Wednesday, the City Council voted 12-2 (councilmen Hunt and Rasansky voting "no" and Jones Hill absent) in favor of spending $500,000 in Dallas Convention Center & Visitors Bureau funds to option an 8-plus acre piece of land next to the convention center for likely use as a 1,000-room hotel, according to the DMN. The council has until Sept. 30 to come up with another $39.5 million to buy the land, select a private developer through RFP to build and/or operate the hotel, and tell the rest of us how much the city/taxpayers will need to contribute to the project.
No one is talking about the general amount of the projected subsidy, but that doesn't mean no one knows about how much the subsidy will be (probably around $100 million). This is a project that has been bandied about for many years, but it has been talked about more pretty seriously the past 3-4 years (see our earlier discussion here at BackTalk).
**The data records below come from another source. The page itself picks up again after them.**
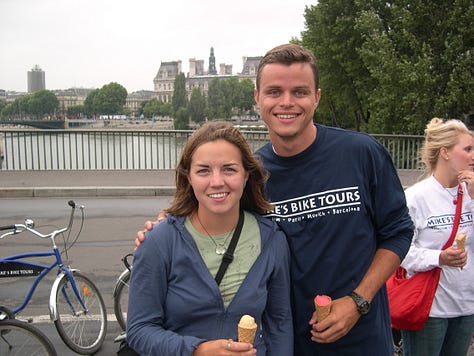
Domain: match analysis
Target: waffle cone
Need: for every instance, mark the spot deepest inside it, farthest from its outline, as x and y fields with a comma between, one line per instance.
x=322, y=311
x=247, y=334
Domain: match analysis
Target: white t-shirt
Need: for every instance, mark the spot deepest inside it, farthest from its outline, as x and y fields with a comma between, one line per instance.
x=432, y=210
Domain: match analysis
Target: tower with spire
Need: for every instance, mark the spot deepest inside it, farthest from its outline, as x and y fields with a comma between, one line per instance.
x=212, y=63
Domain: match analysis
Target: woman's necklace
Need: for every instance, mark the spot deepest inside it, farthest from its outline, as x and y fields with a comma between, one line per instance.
x=221, y=248
x=454, y=196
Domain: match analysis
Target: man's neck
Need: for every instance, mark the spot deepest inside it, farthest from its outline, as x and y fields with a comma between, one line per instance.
x=291, y=146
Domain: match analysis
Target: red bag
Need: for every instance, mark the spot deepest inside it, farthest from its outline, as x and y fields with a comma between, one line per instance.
x=410, y=299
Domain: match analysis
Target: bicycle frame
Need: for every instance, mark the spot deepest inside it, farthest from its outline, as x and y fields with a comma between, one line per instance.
x=45, y=269
x=19, y=260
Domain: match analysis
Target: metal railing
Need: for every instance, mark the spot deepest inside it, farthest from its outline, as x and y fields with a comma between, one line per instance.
x=23, y=149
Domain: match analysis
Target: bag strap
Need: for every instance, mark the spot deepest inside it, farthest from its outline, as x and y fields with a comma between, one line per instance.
x=229, y=253
x=457, y=217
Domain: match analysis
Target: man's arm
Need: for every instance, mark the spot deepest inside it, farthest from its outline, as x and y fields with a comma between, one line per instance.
x=344, y=312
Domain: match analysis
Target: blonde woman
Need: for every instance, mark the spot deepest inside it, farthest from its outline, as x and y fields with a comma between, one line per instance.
x=448, y=158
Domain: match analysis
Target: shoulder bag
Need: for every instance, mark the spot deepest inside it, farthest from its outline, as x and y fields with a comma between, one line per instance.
x=410, y=299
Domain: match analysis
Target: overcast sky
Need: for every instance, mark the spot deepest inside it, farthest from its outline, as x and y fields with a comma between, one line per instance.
x=90, y=43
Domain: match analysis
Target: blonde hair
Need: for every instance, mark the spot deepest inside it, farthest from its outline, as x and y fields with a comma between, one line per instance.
x=439, y=134
x=288, y=54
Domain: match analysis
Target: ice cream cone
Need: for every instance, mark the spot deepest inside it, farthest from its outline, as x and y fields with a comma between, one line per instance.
x=322, y=304
x=461, y=241
x=247, y=329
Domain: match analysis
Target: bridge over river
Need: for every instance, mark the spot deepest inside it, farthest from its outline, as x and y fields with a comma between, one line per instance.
x=49, y=124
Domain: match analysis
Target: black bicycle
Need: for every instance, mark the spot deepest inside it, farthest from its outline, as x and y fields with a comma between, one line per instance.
x=19, y=338
x=121, y=293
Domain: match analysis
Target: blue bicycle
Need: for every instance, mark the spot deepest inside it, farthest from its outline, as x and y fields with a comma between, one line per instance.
x=75, y=304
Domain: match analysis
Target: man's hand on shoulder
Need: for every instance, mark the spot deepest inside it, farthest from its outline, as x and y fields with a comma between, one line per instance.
x=148, y=226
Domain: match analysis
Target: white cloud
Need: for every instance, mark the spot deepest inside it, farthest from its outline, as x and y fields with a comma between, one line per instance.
x=89, y=43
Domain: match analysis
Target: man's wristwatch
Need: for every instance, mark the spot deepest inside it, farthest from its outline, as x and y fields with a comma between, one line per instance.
x=363, y=306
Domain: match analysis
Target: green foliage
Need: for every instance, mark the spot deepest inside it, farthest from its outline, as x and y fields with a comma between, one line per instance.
x=154, y=107
x=179, y=99
x=75, y=110
x=390, y=66
x=197, y=106
x=108, y=100
x=227, y=97
x=181, y=120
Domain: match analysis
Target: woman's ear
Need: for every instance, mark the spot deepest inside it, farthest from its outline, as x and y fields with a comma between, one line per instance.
x=443, y=152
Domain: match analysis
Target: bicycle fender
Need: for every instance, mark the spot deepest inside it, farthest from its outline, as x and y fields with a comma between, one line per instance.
x=53, y=312
x=123, y=274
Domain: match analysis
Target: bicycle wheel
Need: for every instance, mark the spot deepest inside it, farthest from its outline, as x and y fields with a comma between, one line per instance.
x=20, y=338
x=82, y=331
x=121, y=299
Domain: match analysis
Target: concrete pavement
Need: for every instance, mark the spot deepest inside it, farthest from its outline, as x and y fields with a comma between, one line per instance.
x=105, y=183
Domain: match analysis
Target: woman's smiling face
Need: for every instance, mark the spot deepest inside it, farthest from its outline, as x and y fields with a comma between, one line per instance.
x=218, y=177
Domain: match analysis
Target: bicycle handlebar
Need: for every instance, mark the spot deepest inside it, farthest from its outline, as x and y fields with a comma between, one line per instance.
x=29, y=225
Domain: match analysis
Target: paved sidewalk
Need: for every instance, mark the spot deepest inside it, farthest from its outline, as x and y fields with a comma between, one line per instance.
x=102, y=183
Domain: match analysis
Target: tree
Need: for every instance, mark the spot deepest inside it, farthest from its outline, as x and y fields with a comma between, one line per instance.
x=215, y=100
x=179, y=99
x=181, y=120
x=244, y=101
x=111, y=99
x=75, y=110
x=154, y=107
x=91, y=104
x=197, y=106
x=389, y=66
x=344, y=79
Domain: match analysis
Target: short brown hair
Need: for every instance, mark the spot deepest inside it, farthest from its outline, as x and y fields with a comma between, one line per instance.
x=253, y=197
x=288, y=54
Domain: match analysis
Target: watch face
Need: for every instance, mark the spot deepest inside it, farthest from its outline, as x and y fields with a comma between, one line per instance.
x=364, y=307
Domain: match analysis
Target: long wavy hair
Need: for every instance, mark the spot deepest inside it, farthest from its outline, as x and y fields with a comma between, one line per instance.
x=253, y=197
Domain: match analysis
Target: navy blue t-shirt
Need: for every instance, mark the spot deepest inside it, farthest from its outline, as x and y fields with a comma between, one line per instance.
x=338, y=201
The likely subsidy numbers are generally known to someone in the city — and he, she or they are pretty sure they can generate the funds and convince us to move forward — or you can bet that the $500,000 in non-refundable money wouldn't have been put down on the land parcel. That means the next few months will be spent selecting the developer and building a case to explain to the rest of us why this will be a good investment.
And it very could be, since our convention center as structured simply isn't competitive with Atlanta, Las Vegas, New York, Chicago and other cities with convention-class hotels adjacent to their convention centers. The question really isn't whether Dallas needs this project; the question is how much should we as taxpayers be yanking out of our pockets to pay for it. And will building a single hotel next to the convention center be the start of turning that part of downtown into Victory Jr., or will it simply be another major public works program without a visible contribution to the surrounding property?